A 3ª Vara da Justiça Federal de Campo Grande recebeu, há pouco, um fax em que a defesa de Luiz Fernando Costa, o Fernandinho Beira-Mar, pede novo prazo para que sejam relacionadas as testemunhas de defesa no processo que corre contra ele em Mato Grosso do Sul, por lavagem de dinheiro. O prazo anterior venceria hoje, às 18h. No fax, o advogado de Beira-Mar, Edir Nascimento, do Rio de Janeiro, solicitou, ainda, que a acusação contra ele seja desmembrada da ação, que tem outros 22 réus.
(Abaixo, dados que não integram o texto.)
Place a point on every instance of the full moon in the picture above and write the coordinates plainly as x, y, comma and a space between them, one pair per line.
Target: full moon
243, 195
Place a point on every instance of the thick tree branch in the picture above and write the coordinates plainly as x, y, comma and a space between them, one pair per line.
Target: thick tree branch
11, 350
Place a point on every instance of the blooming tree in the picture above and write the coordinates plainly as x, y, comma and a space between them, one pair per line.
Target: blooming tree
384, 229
O motivo para o desmembramento seria o interesse de Beira-Mar de participar em todas as audiências que se refiram a processos contra ele. No documento enviado por fax, os advogados defendem que a acusação contra o cliente deve correr em separado como medida de segurança, até que o Estado tenha condições de garantir a presença dele nas audiências durante o andamento do processo.
O direito foi conseguido no STF (Supremo Tribunal Federal), que atendeu ao pedido da defesa do traficante para que ele participe de qualquer audiência em processos em que é citado. Ele já viajou, por conta do tesouro nacional, para o Rio de Janeiro e o Espírito Santo, em aviões da Força Aérea Brasileira.
O juiz Odilon de Oliveira já havia manifestado preocupação com a segurança de Beira-Mar, caso ele confirmasse a intenção de participar da audiência para ouvir as testemunhas de acusação, cerca de 50, prevista para acontecer ainda este mês. A maioria das testemunhas vive em Coronel Sapucaria, na fronteira com Capitan Bado, no Paraguai, cidade apontada como base do grupo criminoso chefiado por Beira-Mar, onde ele teria muitos inimigos.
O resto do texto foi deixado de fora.